Aber sie konnte mit der großen Zehe nicht hineinkommen, und der Schuh war ihr zu klein. Da reichte ihr die Mutter ein Messer und sprach: „Hau die Zehe ab: Wenn du Königin bist, brauchst du nicht mehr zu Fuß zu gehen.“
Das Mädchen hieb die Zehe ab, zwängte den Fuß in den Schuh, verbiss den Schmerz und ging hinaus zum Königssohn. Da nahm er sie als seine Braut aufs Pferd und ritt mit ihr fort. Sie mussten aber an dem Grab vorbeireiten. Da saßen die zwei Täubchen auf dem Haselbäumchen und riefen:
„Rucke di guck, rucke di guck,
Blut ist im Schuck:
Der Schuck ist zu klein,
die rechte Braut sitzt noch daheim.“
Da blickte er auf ihren Fuß und sah, wie das Blut herausquoll.

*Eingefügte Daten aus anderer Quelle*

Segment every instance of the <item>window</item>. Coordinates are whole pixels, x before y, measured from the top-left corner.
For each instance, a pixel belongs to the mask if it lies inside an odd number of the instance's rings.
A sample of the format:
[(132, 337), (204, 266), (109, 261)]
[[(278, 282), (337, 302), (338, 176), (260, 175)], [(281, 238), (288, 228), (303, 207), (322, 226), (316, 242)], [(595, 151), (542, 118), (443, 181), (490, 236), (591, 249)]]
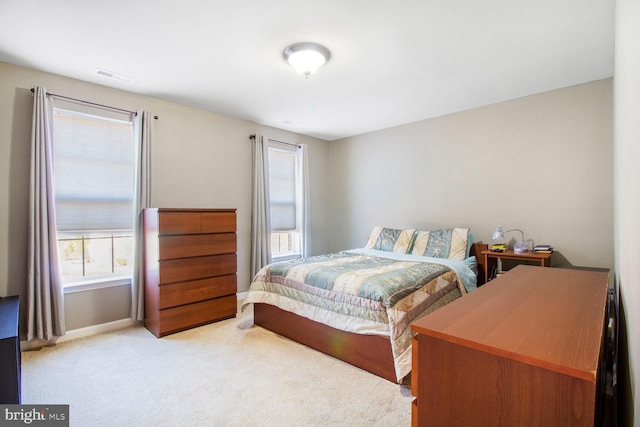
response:
[(63, 283), (130, 277), (135, 169), (132, 118), (56, 100), (53, 144)]
[(296, 147), (269, 141), (271, 254), (274, 259), (301, 255), (299, 177)]

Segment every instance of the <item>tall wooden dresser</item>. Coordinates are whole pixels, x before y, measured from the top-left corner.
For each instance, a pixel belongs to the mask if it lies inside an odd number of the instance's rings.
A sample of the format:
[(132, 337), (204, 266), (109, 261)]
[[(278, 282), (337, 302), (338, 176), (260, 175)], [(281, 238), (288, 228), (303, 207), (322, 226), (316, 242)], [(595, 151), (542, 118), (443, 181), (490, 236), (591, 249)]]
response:
[(413, 425), (603, 425), (608, 288), (520, 265), (413, 323)]
[(236, 210), (144, 210), (145, 319), (155, 336), (235, 317)]

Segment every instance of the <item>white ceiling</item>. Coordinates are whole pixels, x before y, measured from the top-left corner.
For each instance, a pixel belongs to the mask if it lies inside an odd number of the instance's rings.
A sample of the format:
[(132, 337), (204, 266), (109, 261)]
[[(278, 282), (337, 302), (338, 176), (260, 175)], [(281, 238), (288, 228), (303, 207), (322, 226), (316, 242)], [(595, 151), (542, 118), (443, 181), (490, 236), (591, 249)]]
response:
[(326, 140), (611, 77), (613, 39), (614, 0), (0, 0), (0, 61)]

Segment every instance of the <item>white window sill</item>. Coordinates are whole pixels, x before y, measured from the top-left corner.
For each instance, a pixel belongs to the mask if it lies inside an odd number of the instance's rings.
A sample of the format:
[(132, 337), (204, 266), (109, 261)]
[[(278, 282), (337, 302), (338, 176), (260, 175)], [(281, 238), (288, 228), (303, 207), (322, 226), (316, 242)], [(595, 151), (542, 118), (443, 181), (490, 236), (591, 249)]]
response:
[(114, 286), (131, 286), (131, 277), (101, 277), (63, 284), (65, 294), (112, 288)]
[(273, 262), (289, 261), (290, 259), (298, 259), (298, 258), (302, 258), (302, 254), (295, 253), (295, 254), (276, 255), (271, 257), (271, 261)]

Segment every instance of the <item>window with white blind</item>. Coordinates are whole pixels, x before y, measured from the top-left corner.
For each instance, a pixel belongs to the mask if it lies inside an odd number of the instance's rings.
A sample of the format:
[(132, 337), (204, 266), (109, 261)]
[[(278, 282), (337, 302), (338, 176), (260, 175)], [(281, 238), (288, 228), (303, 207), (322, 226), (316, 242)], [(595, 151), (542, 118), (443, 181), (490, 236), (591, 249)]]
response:
[(63, 282), (130, 277), (135, 168), (132, 117), (57, 101), (53, 143)]
[(295, 146), (269, 142), (271, 254), (274, 259), (300, 256), (300, 184)]

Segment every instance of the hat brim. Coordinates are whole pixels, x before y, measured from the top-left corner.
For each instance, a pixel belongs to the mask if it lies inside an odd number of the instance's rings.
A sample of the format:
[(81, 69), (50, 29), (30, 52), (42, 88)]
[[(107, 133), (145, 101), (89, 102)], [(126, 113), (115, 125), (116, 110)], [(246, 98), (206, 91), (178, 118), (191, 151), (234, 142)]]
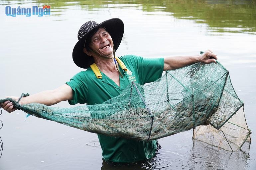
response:
[(110, 34), (115, 51), (120, 45), (124, 30), (124, 23), (122, 20), (119, 18), (115, 18), (102, 22), (84, 35), (75, 45), (72, 54), (73, 60), (78, 67), (87, 69), (94, 62), (94, 60), (92, 57), (88, 56), (83, 52), (84, 41), (90, 32), (100, 27), (106, 28)]

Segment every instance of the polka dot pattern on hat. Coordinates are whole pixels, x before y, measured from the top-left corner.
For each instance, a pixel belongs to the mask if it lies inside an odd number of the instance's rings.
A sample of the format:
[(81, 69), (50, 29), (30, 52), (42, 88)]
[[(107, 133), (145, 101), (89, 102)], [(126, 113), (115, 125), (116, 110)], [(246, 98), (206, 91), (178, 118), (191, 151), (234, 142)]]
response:
[(92, 29), (99, 24), (94, 21), (90, 21), (82, 26), (77, 33), (78, 39), (80, 39), (84, 35), (90, 31)]

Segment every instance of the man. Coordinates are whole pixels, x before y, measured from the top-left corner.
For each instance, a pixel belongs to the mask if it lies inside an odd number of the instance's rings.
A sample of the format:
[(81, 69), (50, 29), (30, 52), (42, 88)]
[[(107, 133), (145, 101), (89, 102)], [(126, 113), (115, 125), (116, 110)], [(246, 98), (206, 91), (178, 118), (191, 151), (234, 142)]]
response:
[[(98, 24), (90, 21), (78, 31), (78, 41), (73, 51), (78, 66), (87, 69), (69, 82), (52, 90), (23, 97), (22, 104), (32, 102), (50, 106), (68, 100), (70, 104), (101, 103), (120, 94), (132, 82), (144, 85), (160, 78), (163, 71), (175, 69), (197, 62), (216, 62), (216, 55), (210, 50), (196, 56), (146, 59), (133, 55), (116, 57), (124, 32), (123, 22), (112, 19)], [(10, 96), (17, 99), (18, 97)], [(16, 109), (10, 101), (1, 104), (9, 112)], [(131, 162), (152, 158), (156, 141), (138, 142), (99, 134), (103, 159), (114, 162)]]

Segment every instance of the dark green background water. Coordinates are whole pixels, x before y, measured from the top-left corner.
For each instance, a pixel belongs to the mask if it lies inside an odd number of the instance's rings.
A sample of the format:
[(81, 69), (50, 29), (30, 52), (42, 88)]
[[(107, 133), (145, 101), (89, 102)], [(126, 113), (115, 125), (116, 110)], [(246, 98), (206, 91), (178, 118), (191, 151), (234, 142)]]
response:
[[(50, 16), (5, 14), (6, 6), (45, 5), (51, 5)], [(253, 132), (250, 147), (218, 150), (193, 142), (189, 131), (160, 139), (162, 148), (152, 160), (109, 165), (101, 159), (95, 134), (3, 111), (0, 169), (255, 169), (255, 0), (0, 1), (0, 98), (52, 89), (68, 81), (82, 70), (72, 59), (81, 26), (115, 17), (125, 25), (118, 56), (195, 55), (207, 49), (216, 53), (245, 103)], [(67, 102), (57, 106), (70, 107)]]

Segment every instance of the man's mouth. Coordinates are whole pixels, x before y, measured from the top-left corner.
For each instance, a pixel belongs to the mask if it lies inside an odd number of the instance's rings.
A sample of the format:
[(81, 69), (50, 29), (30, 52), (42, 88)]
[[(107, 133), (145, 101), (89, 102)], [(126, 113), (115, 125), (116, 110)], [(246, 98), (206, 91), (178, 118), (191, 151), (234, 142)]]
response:
[(108, 44), (107, 45), (105, 46), (104, 46), (103, 47), (101, 48), (101, 49), (104, 50), (104, 49), (106, 49), (106, 48), (108, 48), (110, 47), (110, 46), (109, 44)]

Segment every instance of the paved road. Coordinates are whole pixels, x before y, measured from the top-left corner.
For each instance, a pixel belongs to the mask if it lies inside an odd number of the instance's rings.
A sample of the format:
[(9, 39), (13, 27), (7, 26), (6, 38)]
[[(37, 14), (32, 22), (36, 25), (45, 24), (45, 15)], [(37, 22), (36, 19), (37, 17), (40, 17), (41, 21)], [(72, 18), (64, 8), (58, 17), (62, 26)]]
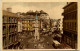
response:
[[(41, 43), (29, 43), (28, 41), (32, 38), (31, 35), (22, 34), (20, 35), (21, 46), (24, 49), (54, 49), (52, 46), (52, 38), (49, 36), (40, 36), (40, 38), (44, 38), (44, 41)], [(47, 42), (49, 44), (47, 44)]]
[[(33, 43), (32, 41), (29, 42), (32, 39), (32, 37), (33, 37), (33, 35), (31, 36), (31, 35), (28, 35), (27, 33), (21, 34), (19, 36), (19, 38), (21, 39), (20, 46), (23, 49), (54, 49), (54, 47), (52, 46), (53, 38), (51, 36), (41, 35), (40, 39), (44, 38), (44, 41), (43, 42), (37, 42), (37, 43)], [(62, 45), (65, 46), (64, 48), (70, 48), (65, 44), (62, 44)]]

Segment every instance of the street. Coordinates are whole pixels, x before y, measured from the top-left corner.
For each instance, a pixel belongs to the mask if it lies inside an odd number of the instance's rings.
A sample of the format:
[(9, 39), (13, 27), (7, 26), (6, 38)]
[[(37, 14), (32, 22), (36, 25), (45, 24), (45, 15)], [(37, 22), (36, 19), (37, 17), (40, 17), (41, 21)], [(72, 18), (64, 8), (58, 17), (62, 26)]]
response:
[[(53, 37), (52, 35), (49, 36), (47, 34), (45, 35), (40, 35), (40, 39), (42, 42), (36, 42), (34, 43), (33, 40), (33, 35), (27, 33), (23, 33), (19, 35), (20, 39), (20, 49), (55, 49), (53, 44)], [(65, 44), (62, 44), (66, 48), (70, 48)], [(62, 47), (63, 47), (62, 46)], [(64, 47), (63, 47), (64, 48)]]

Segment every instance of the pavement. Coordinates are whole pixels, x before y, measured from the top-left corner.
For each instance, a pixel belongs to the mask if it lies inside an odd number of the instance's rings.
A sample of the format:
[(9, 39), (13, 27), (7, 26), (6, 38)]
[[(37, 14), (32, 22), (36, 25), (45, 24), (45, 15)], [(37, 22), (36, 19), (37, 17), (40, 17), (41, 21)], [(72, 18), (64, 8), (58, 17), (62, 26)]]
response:
[[(37, 42), (37, 43), (33, 43), (33, 41), (29, 42), (32, 37), (34, 37), (33, 35), (28, 35), (27, 33), (21, 34), (19, 35), (19, 39), (20, 40), (20, 47), (22, 49), (54, 49), (54, 47), (52, 46), (53, 44), (53, 38), (52, 36), (48, 36), (48, 35), (40, 35), (40, 39), (44, 38), (44, 40), (42, 42)], [(68, 45), (61, 43), (62, 46), (64, 46), (64, 49), (71, 49), (71, 47), (69, 47)]]

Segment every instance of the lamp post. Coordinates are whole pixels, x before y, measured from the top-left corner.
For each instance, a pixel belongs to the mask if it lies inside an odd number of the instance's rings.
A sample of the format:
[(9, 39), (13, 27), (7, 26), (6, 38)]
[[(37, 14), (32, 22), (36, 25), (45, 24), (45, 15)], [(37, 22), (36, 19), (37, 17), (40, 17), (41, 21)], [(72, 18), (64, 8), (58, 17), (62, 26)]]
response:
[(34, 37), (35, 37), (35, 40), (39, 40), (39, 22), (38, 22), (38, 12), (36, 11), (36, 18), (35, 18), (35, 34), (34, 34)]

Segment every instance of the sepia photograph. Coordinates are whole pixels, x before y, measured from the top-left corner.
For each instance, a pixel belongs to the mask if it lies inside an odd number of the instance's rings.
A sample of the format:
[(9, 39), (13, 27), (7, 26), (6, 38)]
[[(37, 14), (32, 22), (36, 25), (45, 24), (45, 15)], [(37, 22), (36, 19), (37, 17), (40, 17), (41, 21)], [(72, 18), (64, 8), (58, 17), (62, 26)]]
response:
[(3, 49), (77, 49), (77, 38), (77, 2), (2, 3)]

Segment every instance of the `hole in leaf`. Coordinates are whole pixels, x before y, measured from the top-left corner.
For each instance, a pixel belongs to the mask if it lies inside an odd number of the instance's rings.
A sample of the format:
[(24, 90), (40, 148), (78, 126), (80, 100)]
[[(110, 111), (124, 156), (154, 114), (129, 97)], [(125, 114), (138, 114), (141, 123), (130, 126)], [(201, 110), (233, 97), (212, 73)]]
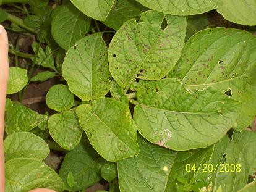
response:
[(225, 91), (225, 94), (228, 96), (229, 97), (230, 97), (232, 94), (232, 91), (231, 89), (228, 90), (228, 91)]
[(161, 28), (162, 29), (162, 31), (165, 30), (167, 26), (168, 26), (168, 23), (167, 23), (166, 18), (164, 17), (163, 19), (163, 20), (162, 21), (162, 23), (161, 25)]

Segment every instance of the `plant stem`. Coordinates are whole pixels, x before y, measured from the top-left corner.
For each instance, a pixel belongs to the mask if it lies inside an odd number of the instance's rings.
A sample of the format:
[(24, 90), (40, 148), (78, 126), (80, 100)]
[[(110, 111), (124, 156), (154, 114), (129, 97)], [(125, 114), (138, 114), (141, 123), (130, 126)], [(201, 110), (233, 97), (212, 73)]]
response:
[(0, 5), (7, 3), (28, 3), (28, 0), (2, 0)]
[(8, 13), (7, 20), (18, 25), (21, 27), (23, 27), (23, 28), (27, 30), (28, 31), (31, 33), (36, 33), (36, 29), (27, 27), (26, 25), (25, 25), (23, 20), (18, 17), (16, 17)]
[(130, 102), (130, 103), (132, 103), (132, 104), (133, 104), (135, 106), (139, 104), (138, 101), (137, 101), (135, 100), (134, 100), (134, 99), (129, 99), (129, 102)]
[(20, 99), (20, 102), (22, 102), (22, 100), (24, 98), (24, 96), (25, 96), (25, 94), (26, 93), (27, 89), (27, 88), (29, 85), (29, 83), (30, 82), (30, 78), (32, 77), (32, 73), (34, 72), (35, 65), (35, 62), (36, 62), (36, 59), (37, 59), (37, 57), (38, 56), (39, 48), (40, 48), (40, 46), (41, 46), (41, 40), (39, 41), (38, 46), (36, 48), (36, 52), (35, 52), (36, 54), (35, 54), (35, 57), (33, 57), (34, 59), (33, 61), (32, 67), (31, 67), (30, 70), (29, 70), (29, 73), (28, 73), (28, 82), (27, 83), (26, 86), (25, 86), (24, 89), (23, 90), (22, 98)]
[(126, 94), (128, 99), (133, 99), (136, 98), (136, 92)]
[(33, 59), (35, 56), (35, 55), (14, 51), (11, 49), (9, 49), (9, 53), (25, 59)]
[(114, 180), (112, 182), (109, 182), (109, 192), (114, 191), (115, 182), (116, 180)]
[(63, 149), (62, 147), (61, 147), (55, 141), (53, 141), (50, 140), (46, 140), (45, 142), (46, 142), (47, 144), (49, 146), (49, 148), (50, 149), (58, 151), (63, 151), (63, 152), (67, 152), (67, 150)]
[(97, 21), (96, 20), (94, 20), (94, 22), (95, 23), (95, 25), (96, 25), (96, 27), (97, 28), (98, 32), (100, 32), (100, 30), (99, 25), (98, 25)]

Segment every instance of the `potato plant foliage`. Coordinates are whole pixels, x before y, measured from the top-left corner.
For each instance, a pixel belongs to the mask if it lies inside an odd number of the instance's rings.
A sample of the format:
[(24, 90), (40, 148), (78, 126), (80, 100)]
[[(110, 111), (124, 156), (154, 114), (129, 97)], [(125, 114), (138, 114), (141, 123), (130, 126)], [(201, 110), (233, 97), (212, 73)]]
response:
[[(7, 94), (61, 80), (49, 115), (6, 101), (6, 191), (256, 191), (255, 0), (60, 1), (0, 1), (30, 7), (12, 27), (43, 69), (11, 67)], [(244, 30), (210, 27), (213, 9)]]

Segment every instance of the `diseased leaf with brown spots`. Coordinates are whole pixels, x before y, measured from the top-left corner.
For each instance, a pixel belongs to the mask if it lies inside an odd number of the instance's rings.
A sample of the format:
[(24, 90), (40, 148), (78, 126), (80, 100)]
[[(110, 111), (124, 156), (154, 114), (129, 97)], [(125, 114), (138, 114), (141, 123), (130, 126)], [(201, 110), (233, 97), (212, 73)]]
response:
[(134, 118), (150, 141), (182, 151), (208, 146), (235, 123), (242, 104), (213, 88), (191, 94), (177, 79), (147, 83), (138, 89)]
[(129, 88), (135, 78), (158, 80), (176, 63), (184, 44), (187, 18), (155, 10), (141, 14), (121, 27), (109, 44), (110, 72)]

Er wendete sein Pferd um, brachte die falsche Braut wieder nach Hause und sagte, das wäre nicht die rechte. Die andere Schwester sollte den Schuh anziehen.
Da ging diese in die Kammer und kam mit den Zehen glücklich in den Schuh, aber die Ferse war zu groß. Da reichte ihr die Mutter ein Messer und sprach: „Hau ein Stück von der Ferse ab: Wenn du Königin bist, brauchst du nicht mehr zu Fuß zu gehen.“
Das Mädchen hieb ein Stück von der Ferse ab, zwängte den Fuß in den Schuh, verbiss den Schmerz und ging hinaus zum Königssohn. Da nahm er sie als seine Braut aufs Pferd und ritt mit ihr fort. Als sie an dem Haselbäumchen vorbeikamen, saßen die zwei Täubchen darauf und riefen:
„Rucke di guck, rucke di guck,
Blut ist im Schuck:
Der Schuck ist zu klein,
die rechte Braut sitzt noch daheim.“
Er blickte nieder auf ihren Fuß und sah, wie das Blut aus dem Schuh quoll und an den weißen Strümpfen ganz rot heraufgestiegen war. Da wendete er sein Pferd, brachte die falsche Braut wieder nach Hause und sprach: „Das ist auch nicht die rechte. Habt ihr keine andere Tochter?“
„Nein“, sagte der Mann, „nur von meiner verstorbenen Frau ist noch ein kleines verbutzeltes Aschenputtel da: Das kann unmöglich die Braut sein.“ Der Königssohn sprach, er solle sie heraufschicken. Die Mutter aber antwortete: „Ach nein, die ist viel zu schmutzig, die darf sich nicht sehen lassen.“
Er wollte es aber durchaus haben, und Aschenputtel musste gerufen werden. Da wusch sie sich erst Hände und Gesicht rein, ging dann hin und neigte sich vor dem Königssohn, der ihr den goldenen Schuh reichte.
Dann setzte sie sich auf einen Schemel, zog den Fuß aus dem schweren Holzschuh und steckte ihn in den Pantoffel. Der war wie angegossen.
Und als sie sich in die Höhe richtete und der König ihr ins Gesicht sah, so erkannte er das schöne Mädchen, das mit ihm getanzt hatte, und rief: „Das ist die rechte Braut!“
Die Stiefmutter und die beiden Schwestern erschraken und wurden bleich vor Ärger. Er aber nahm Aschenputtel aufs Pferd und ritt mit ihr fort. Als sie an dem Haselbäumchen vorbeikamen, riefen die zwei weißen Täubchen:
„Rucke di guck, rucke di guck,
kein Blut im Schuck:
Der Schuck ist nicht zu klein,
die rechte Braut, die führt er heim.“
Und als sie das gerufen hatten, kamen sie beide herabgeflogen und setzten sich dem Aschenputtel auf die Schultern, eine rechts, die andere links, und blieben da sitzen.
Als die Hochzeit mit dem Königssohn gehalten werden sollte, kamen die falschen Schwestern und wollten sich einschmeicheln und Teil an ihrem Glück nehmen.
Als die Brautleute nun zur Kirche gingen, war die älteste zur rechten, die jüngste zur linken Seite: Da pickten die Tauben einer jeden das eine Auge aus.
Danach, als sie herauskamen, war die älteste zur linken und die jüngste zur rechten: Da pickten die Tauben einer jeden das andere Auge aus. Und so wurden sie für ihre Bosheit und Falschheit mit Blindheit auf ihr Lebtag gestraft.